What Is Sigmoid Function
The sigmoid function, often represented by the symbol $\sigma$, is a mathematical function that maps any real-valued number into a value between 0 and 1. It's commonly used as an activation function in neural networks, particularly in binary classification problems.
Sigmoid Function Definition
The sigmoid function is defined as:
$$\sigma(x) = \frac{1}{1 + e^{-x}}$$
Where:
- $\sigma(x)$ is the output of the sigmoid function.
- $x$ is the input to the function.
- $e$ is Euler's number, approximately equal to 2.71828.
Key Characteristics of the Sigmoid Function
-
S-shaped Curve: The graph of the sigmoid function forms an S-shaped curve, transitioning smoothly from 0 to 1.
-
Output Range: The output of the sigmoid function is always between 0 and 1. This makes it particularly useful for problems where the output is interpreted as a probability, like in binary classification (e.g., determining if an email is spam or not spam).
-
Non-linear: The sigmoid function is non-linear, which is a crucial property for neural networks. This non-linearity allows the network to learn complex patterns.
-
Differentiable: The sigmoid function is differentiable, meaning it has a well-defined derivative.

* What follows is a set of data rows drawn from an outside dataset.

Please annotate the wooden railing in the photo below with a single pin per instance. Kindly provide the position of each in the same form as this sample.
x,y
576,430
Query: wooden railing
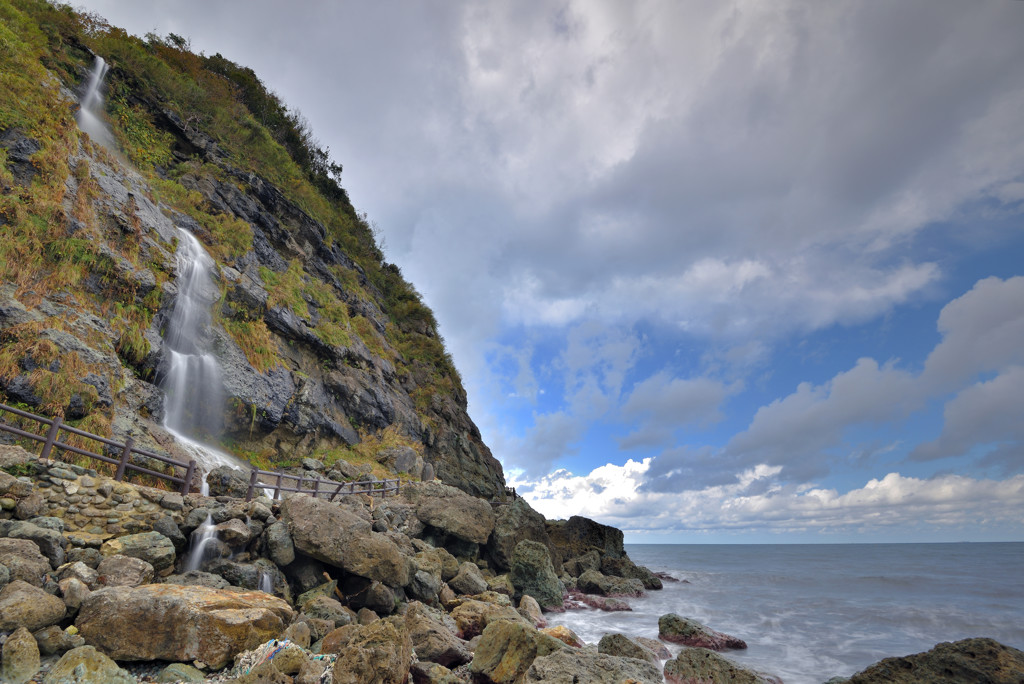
x,y
264,479
52,440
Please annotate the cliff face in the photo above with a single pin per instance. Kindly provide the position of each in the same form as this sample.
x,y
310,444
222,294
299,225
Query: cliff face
x,y
325,350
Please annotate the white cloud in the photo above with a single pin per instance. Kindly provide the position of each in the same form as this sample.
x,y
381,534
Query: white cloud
x,y
612,495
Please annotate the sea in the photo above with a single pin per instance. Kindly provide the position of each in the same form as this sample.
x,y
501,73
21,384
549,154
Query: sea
x,y
809,612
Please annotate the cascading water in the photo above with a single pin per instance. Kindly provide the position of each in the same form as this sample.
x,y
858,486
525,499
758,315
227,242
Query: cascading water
x,y
194,392
91,104
202,537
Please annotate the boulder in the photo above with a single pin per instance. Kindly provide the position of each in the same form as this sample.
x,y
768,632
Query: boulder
x,y
279,544
574,665
380,652
23,559
172,623
624,646
507,649
25,605
87,666
152,547
472,616
701,665
949,663
20,657
679,630
432,639
624,567
50,542
593,582
336,536
468,581
578,536
532,573
54,640
452,511
124,571
513,523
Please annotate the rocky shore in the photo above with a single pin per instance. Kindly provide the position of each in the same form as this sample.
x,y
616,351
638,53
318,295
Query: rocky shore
x,y
109,582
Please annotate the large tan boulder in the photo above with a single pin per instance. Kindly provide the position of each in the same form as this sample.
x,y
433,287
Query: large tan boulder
x,y
28,606
453,511
182,624
333,535
381,652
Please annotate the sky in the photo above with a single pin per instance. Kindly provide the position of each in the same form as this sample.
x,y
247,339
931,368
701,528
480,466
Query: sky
x,y
712,270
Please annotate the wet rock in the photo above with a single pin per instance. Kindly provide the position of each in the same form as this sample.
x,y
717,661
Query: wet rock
x,y
87,666
572,665
171,623
333,535
25,605
679,630
432,639
124,571
624,646
24,560
593,582
532,573
706,666
378,652
20,657
452,511
969,660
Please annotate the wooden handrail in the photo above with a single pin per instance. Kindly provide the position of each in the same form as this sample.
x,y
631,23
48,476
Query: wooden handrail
x,y
124,464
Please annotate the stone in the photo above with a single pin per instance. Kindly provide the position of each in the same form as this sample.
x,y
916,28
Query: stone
x,y
513,523
124,571
333,535
530,609
23,604
679,630
24,560
564,634
532,573
181,624
279,544
962,661
451,510
468,581
574,665
706,666
624,646
180,672
20,657
432,639
381,652
579,536
74,591
593,582
152,547
54,640
87,666
50,542
506,651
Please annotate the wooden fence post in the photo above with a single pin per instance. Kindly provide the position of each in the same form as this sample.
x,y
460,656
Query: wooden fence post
x,y
186,485
51,436
125,455
252,484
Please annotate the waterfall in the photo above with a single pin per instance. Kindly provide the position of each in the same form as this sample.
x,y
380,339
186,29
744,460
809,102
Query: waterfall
x,y
89,115
201,539
194,402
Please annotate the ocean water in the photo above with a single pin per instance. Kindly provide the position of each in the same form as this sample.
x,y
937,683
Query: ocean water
x,y
809,612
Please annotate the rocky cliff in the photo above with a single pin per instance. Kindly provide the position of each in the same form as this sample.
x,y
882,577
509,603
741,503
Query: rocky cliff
x,y
325,349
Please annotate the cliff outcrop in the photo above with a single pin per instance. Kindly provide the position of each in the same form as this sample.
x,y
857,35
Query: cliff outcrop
x,y
325,350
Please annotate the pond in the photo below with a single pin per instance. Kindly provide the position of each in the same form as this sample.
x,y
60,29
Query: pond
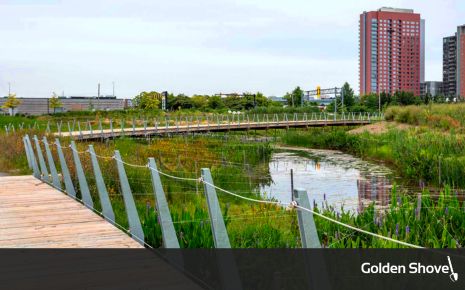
x,y
340,179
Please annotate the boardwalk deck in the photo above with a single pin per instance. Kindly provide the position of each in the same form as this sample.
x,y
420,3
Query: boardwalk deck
x,y
35,215
206,127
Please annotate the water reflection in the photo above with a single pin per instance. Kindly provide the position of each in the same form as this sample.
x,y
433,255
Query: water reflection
x,y
331,177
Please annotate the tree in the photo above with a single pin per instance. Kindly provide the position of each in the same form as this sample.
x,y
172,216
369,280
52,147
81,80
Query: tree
x,y
199,101
11,103
295,98
236,102
55,103
215,102
180,101
348,93
147,100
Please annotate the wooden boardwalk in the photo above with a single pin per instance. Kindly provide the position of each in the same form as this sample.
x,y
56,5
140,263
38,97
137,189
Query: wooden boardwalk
x,y
35,215
184,128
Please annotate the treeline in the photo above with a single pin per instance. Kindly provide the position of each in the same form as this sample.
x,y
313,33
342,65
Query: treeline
x,y
239,102
293,101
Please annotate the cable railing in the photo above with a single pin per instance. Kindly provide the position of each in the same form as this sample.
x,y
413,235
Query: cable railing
x,y
110,128
45,169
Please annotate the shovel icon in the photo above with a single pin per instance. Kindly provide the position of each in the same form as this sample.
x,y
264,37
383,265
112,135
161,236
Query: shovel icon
x,y
453,276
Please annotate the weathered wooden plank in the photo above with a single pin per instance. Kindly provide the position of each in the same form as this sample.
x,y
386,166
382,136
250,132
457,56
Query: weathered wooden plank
x,y
58,222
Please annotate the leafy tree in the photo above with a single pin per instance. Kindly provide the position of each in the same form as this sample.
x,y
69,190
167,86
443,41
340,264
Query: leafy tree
x,y
11,103
180,101
147,100
235,102
295,98
199,101
215,102
55,103
406,98
349,99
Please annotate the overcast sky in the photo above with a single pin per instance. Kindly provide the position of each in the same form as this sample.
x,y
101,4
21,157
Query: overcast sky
x,y
201,46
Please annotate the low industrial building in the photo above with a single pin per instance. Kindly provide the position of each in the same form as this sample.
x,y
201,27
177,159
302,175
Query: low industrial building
x,y
41,106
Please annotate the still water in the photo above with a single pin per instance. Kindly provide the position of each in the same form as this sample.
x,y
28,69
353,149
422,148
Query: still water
x,y
341,179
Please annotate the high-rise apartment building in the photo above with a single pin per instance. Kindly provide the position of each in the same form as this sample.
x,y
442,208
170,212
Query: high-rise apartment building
x,y
392,51
449,66
453,63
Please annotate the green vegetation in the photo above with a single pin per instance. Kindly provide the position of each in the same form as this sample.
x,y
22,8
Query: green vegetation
x,y
55,103
429,147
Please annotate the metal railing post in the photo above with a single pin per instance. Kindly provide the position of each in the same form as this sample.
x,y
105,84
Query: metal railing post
x,y
170,239
35,167
111,128
43,167
107,209
84,188
90,129
51,164
220,235
308,233
135,227
64,170
79,128
26,149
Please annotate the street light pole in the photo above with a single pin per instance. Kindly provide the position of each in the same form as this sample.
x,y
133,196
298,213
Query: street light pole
x,y
379,103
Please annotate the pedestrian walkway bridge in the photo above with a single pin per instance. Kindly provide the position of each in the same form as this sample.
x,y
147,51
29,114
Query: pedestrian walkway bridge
x,y
33,214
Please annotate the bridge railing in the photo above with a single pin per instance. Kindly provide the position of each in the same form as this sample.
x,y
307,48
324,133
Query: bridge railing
x,y
69,176
109,127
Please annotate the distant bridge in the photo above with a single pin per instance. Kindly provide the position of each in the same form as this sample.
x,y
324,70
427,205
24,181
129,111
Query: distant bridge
x,y
218,123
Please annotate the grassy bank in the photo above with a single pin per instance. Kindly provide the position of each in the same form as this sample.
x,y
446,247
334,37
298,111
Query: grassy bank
x,y
241,167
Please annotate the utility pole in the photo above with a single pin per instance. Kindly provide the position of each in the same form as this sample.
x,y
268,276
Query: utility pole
x,y
292,184
342,98
98,96
379,103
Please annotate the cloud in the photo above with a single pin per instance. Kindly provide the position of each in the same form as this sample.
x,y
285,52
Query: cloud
x,y
192,47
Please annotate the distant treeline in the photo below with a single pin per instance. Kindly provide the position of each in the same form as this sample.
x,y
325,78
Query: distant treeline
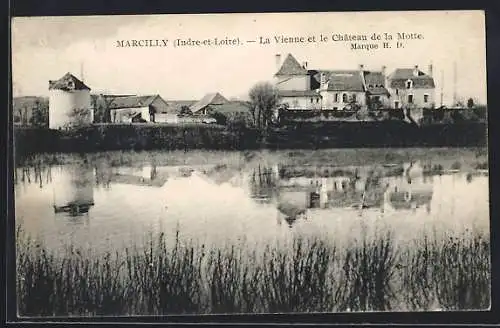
x,y
198,136
103,137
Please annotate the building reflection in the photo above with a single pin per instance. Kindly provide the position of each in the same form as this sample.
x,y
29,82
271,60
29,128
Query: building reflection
x,y
74,189
296,190
38,174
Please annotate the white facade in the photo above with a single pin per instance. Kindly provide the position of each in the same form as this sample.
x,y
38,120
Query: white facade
x,y
123,115
412,97
302,103
62,105
166,118
340,99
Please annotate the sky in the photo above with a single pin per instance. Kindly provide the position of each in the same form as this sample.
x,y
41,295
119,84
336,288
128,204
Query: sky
x,y
45,48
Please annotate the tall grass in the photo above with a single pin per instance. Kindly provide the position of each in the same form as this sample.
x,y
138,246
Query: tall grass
x,y
307,274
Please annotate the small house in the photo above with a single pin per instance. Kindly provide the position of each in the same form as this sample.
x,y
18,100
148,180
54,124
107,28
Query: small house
x,y
132,109
201,107
410,88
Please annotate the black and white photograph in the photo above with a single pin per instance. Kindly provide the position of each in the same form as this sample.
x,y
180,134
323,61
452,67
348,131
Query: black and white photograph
x,y
200,164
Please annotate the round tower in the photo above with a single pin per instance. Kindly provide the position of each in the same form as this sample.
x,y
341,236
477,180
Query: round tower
x,y
69,103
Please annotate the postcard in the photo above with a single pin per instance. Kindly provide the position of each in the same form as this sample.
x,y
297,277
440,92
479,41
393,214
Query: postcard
x,y
250,163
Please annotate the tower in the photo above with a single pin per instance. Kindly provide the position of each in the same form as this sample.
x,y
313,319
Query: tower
x,y
67,95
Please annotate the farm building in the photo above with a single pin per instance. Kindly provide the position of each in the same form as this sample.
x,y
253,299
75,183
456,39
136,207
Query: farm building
x,y
129,109
69,102
200,107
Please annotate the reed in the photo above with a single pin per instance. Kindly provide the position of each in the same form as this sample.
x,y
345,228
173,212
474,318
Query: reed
x,y
309,274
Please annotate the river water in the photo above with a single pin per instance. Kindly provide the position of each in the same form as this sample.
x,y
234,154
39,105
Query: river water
x,y
109,201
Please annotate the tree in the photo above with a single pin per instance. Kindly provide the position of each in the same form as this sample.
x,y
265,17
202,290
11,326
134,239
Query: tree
x,y
470,103
40,115
185,111
264,99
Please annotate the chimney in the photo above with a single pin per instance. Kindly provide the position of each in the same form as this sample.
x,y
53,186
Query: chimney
x,y
322,80
384,76
278,62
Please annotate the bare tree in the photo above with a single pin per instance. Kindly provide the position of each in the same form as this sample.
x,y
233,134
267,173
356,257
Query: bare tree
x,y
264,98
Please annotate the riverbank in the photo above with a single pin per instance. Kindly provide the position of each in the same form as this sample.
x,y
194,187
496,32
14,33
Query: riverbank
x,y
449,271
216,137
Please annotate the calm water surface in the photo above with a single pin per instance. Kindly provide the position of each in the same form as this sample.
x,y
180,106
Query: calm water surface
x,y
108,204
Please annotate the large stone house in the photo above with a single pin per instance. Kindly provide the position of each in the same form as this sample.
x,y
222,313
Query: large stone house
x,y
316,89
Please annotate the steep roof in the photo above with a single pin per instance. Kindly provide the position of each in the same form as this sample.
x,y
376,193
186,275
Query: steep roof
x,y
175,106
375,83
131,101
298,93
209,99
401,75
28,102
232,107
67,83
342,80
291,66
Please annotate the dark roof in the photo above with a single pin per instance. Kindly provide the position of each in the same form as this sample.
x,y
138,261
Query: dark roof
x,y
375,83
209,99
175,106
342,80
291,66
232,107
131,101
298,93
68,83
28,102
399,77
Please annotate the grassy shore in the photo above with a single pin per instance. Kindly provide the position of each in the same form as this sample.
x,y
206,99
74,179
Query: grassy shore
x,y
309,274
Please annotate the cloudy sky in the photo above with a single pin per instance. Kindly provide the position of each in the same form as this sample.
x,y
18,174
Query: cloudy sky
x,y
45,48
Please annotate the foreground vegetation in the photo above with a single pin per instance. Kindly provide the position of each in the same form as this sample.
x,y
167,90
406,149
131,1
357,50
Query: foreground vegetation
x,y
163,276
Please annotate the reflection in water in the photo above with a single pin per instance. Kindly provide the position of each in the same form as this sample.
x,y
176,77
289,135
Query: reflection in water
x,y
384,187
227,200
74,190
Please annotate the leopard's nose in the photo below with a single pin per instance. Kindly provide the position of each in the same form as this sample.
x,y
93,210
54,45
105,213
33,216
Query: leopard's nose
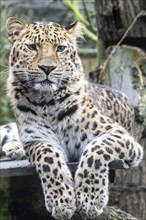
x,y
47,69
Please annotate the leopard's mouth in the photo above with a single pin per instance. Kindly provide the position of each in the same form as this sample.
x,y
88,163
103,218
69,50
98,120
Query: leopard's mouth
x,y
46,81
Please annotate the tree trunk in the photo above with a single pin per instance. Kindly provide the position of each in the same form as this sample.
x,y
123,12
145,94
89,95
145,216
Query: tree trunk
x,y
114,17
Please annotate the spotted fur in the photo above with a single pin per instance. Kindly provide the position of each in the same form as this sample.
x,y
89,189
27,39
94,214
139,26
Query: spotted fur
x,y
62,118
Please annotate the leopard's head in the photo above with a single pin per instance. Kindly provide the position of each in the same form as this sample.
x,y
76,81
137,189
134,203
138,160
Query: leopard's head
x,y
44,55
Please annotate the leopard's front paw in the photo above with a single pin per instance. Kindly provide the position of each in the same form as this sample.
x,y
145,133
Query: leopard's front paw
x,y
14,150
62,207
89,205
91,192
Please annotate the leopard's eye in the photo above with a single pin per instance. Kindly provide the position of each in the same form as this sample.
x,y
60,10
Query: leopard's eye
x,y
61,48
31,46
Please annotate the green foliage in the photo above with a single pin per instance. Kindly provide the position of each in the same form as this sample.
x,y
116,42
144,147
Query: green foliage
x,y
5,114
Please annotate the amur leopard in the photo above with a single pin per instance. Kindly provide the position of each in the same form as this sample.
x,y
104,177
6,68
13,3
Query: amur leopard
x,y
62,118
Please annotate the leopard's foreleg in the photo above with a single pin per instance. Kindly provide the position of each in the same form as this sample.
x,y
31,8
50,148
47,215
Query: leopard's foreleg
x,y
91,178
55,178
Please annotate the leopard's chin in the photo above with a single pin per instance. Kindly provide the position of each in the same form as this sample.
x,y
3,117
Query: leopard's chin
x,y
45,86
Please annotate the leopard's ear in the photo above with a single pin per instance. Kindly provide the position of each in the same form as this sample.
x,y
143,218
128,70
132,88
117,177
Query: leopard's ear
x,y
14,26
75,30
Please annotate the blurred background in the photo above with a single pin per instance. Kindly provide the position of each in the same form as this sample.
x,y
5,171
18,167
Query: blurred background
x,y
105,23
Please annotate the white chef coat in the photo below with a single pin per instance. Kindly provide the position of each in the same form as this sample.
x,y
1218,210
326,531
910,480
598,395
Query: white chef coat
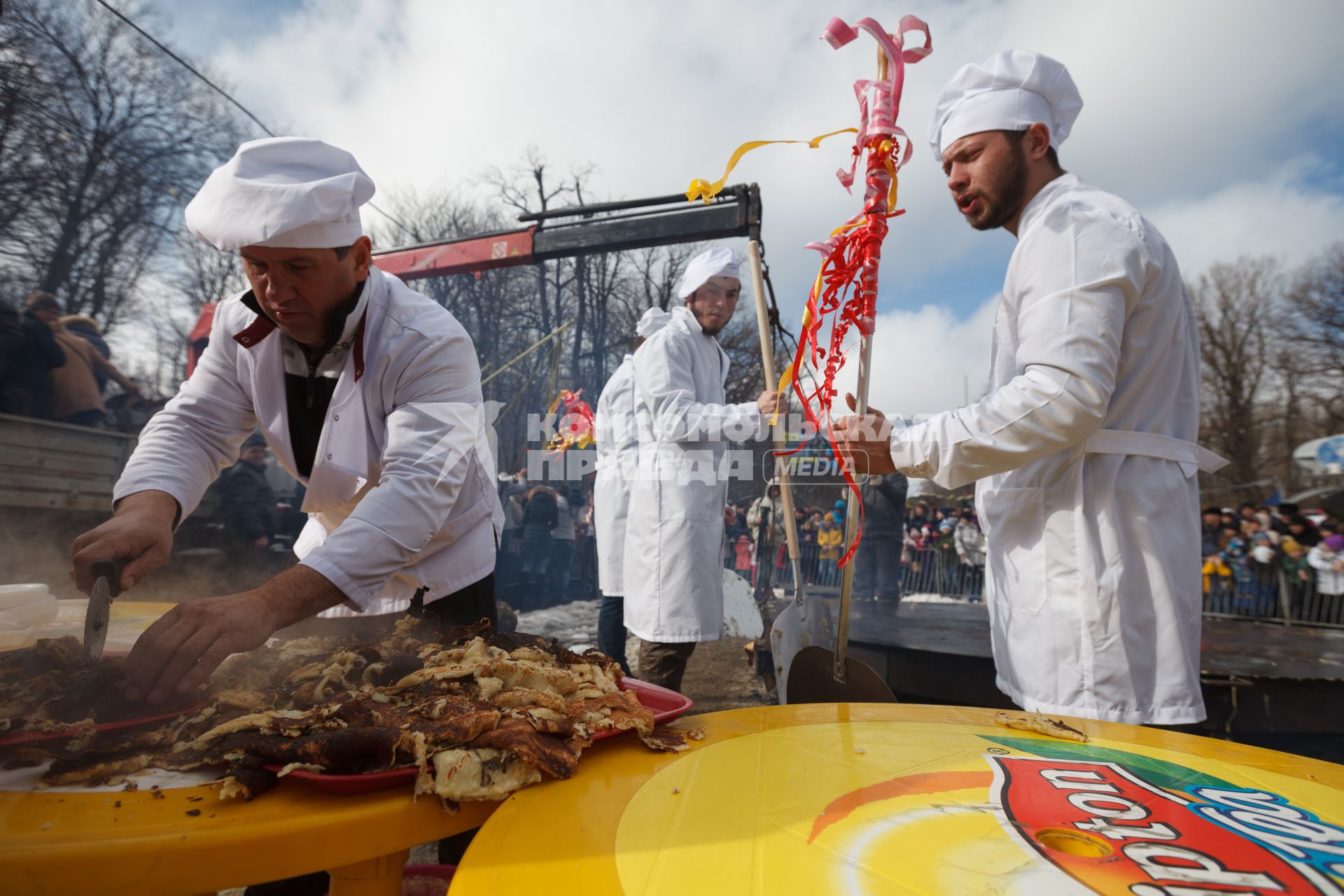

This property is essential for training neural networks using backpropagation, where derivatives are used to update the weights.
Derivative of the Sigmoid Function
The derivative of the sigmoid function, which is important in the context of neural network training, is given by:
$$\sigma'(x) = \sigma(x) \cdot (1 - \sigma(x))$$
This derivative indicates how the function's output changes with respect to a change in its input, and it plays a pivotal role in the backpropagation algorithm for adjusting weights in the network.
The sigmoid function is a foundational tool in neural networks, providing a smooth and bounded non-linear transformation of inputs. This is particularly useful in layers where the outputs are interpreted as probabilities.